The above is the description of the operation of the ignition monitoring circuit of this invention when the key switch is made. The operation of the ignition system A and the circuit portions B through E during the time in which ignition voltages are induced across the ignition plug 4 is as follows:
After a length of time, when the driving circuit 6 starts to turn on and off the Darlington pair 7 at the commands of the microprocessor 5, high ignition voltages are induced in the secondary winding of the coil 3; at the same time, impulse voltages corresponding to ignition voltages are successively generated at the point a at the collector of the power transistor 7b coupled in series with the primary winding of the ignition coil 3 in the ignition system A, as shown by the waveform Va at second row (A). The clamping Zener diode 12 of the pulse shaper circuit portion B, limiting the voltage at its negative electrode under the Zener voltage thereof, shapes the waveform Va at point a into a pulse train Vb at point b consisting of rectangular pulses of a predetermined height, with the help of resistors 8 and 9, rectifier diode 10, capacitor 11, and resistors 13 and 14. Further, each time a pulse of the waveform Vb is outputted from the circuit portion B, the transistor 15 is turned on to reduce the voltage Vc at junction point c to the ground level; the voltage Vc rises each time to the battery voltage level V1 with a fixed time constant determined by the resistance R of the resistor 16 and capacitance C of the capacitor 17. On the other hand, a constant standard voltage shown by a dot and dash line V2 at the fourth row (C) in FIG. 4 is applied to the non-inverting input of the comparator circuit 18 when the key switch 2 is made, and the comparator 18 compares the waveform Vc with the standard voltage V2. Thus, the comparator circuit 18 outputs a pulse of a fixed width when the standard voltage V2 is greater than the voltage Vc (i.e. when the comparator circuit 18 is turned off). The output pulses of the comparator circuit 18 which corresponds to output pulses of the pulse shaper circuit portion B, namely, those pulses of the comparator circuit 18 which correctly detects ignition voltages, are sustained at point d by the voltage supplied from the circuit portion E as follows.

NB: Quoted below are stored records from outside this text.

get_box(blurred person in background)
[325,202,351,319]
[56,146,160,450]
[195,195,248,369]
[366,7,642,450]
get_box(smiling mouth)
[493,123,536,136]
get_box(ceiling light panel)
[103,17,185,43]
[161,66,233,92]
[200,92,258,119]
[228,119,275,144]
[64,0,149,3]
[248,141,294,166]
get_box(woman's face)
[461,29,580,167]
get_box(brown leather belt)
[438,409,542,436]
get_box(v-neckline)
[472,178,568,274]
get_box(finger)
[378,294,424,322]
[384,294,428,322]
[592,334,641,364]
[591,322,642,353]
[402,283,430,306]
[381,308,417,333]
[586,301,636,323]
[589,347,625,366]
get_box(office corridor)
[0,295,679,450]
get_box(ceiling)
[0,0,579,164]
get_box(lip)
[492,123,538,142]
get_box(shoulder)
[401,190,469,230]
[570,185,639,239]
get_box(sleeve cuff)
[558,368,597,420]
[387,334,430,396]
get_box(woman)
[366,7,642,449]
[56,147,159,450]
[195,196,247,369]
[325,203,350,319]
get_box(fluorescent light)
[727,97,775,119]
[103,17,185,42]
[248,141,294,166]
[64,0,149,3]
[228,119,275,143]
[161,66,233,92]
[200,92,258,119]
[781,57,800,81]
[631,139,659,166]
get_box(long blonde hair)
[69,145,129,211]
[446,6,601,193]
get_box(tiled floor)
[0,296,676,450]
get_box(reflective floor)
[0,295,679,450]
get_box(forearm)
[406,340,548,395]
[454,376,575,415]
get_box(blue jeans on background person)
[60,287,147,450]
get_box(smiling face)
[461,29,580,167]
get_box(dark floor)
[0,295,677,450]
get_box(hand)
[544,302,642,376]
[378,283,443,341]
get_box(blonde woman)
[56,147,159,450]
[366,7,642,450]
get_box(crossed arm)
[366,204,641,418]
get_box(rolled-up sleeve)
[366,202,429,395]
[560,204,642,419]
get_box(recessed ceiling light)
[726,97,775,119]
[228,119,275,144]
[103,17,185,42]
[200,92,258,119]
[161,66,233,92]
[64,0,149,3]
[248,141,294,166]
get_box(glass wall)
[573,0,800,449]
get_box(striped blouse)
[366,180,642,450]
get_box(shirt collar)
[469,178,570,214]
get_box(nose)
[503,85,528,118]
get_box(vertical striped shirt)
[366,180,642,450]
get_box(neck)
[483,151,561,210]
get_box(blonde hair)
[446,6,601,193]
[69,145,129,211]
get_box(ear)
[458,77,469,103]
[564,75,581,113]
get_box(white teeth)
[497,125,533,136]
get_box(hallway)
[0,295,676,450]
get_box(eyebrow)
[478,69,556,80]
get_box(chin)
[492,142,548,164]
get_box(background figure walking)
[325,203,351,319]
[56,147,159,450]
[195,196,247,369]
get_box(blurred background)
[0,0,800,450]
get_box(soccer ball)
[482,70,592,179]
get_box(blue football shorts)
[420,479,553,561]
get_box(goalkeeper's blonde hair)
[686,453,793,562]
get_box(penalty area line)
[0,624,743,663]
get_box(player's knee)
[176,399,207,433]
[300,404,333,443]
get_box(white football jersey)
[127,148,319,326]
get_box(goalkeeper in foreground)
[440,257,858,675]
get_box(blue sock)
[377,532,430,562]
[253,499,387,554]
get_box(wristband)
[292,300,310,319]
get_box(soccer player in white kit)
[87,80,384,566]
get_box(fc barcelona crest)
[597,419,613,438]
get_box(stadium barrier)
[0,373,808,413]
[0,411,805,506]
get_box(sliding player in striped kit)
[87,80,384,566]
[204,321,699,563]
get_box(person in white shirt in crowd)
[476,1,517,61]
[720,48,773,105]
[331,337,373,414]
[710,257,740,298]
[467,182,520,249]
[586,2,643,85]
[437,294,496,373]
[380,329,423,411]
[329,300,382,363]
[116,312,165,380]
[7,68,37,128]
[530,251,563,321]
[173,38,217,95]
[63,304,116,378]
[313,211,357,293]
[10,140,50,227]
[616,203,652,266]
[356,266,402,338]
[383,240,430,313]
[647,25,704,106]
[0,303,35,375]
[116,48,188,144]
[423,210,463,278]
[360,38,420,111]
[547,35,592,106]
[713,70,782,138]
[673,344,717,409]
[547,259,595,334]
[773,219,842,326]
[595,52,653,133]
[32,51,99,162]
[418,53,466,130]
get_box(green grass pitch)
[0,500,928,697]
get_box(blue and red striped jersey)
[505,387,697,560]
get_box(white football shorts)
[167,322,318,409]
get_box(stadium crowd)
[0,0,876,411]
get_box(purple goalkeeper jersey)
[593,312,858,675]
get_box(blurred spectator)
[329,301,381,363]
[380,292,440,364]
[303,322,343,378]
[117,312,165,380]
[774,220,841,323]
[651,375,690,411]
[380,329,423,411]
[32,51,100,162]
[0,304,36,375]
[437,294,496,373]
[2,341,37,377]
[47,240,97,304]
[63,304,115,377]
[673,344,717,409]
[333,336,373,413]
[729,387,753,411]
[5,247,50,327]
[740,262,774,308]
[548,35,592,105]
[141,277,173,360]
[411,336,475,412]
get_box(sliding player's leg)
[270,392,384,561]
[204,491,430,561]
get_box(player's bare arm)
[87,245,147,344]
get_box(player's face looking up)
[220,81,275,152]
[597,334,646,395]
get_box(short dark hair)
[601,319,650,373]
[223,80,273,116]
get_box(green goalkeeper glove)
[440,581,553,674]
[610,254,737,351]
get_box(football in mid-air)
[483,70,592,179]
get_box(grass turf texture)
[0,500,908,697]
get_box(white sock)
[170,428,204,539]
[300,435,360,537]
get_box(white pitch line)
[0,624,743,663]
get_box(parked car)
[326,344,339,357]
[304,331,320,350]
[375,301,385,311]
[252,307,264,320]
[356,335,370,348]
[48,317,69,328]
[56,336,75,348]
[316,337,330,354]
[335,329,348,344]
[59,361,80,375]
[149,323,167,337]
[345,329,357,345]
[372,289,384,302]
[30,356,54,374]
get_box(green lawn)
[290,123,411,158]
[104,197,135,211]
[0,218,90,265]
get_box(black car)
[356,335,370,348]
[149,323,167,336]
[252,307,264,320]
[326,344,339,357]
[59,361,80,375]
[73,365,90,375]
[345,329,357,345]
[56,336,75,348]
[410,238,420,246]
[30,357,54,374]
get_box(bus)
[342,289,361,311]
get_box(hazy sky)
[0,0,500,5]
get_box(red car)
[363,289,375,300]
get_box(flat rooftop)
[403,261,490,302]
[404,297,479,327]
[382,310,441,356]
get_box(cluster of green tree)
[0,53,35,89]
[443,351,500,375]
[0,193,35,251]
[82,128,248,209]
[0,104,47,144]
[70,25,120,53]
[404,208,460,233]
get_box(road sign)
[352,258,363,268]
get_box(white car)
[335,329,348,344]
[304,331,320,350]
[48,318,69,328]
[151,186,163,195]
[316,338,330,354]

Namely, the capacitor 25 is rapidly charged by the battery 1 through the resistor 23 and diode 24 during the interval of time in which one of the pulses of the waveform Vb is generated; consequently, the output pulses of the comparator circuit 18 other than the first one, i.e. those corresponding to one of the pulses of the waveform Vb, are maintained by the voltage across the charged capacitor 25. After the output voltage level of the comparator circuit 18 falls to the ground level (i.e. the output of the comparator 18 is turned on), the capacitor 25 is discharged through the resistor 19. As a result, the voltage waveform Vd at point d has the form shown by a solid line at the bottom row (D) in FIG. 4, which consists of pulses of a fixed width each corresponding to a pulse of output voltage Vb of the voltage shaper circuit portion B. The voltage waveform Vd is supplied to the output circuit 20 to be outputted therefrom as the ignition detecting signal.
As described above, thanks to the provision of the erroneous pulse eliminating circuit means (i.e. the voltage supply circuit portion E) according to this invention, the output pulses of the pulse width shaper circuit means (i.e. the output pulses of the comparator circuit portion D) all accurately correspond to an ignition voltage.
While description has been made of the particular embodiment according to this invention, it will be understood that many modification may be resorted to without departing from the spirit thereof; the appended claims are contemplated to cover any such modifications as fall within the true spirit and scope of this invention.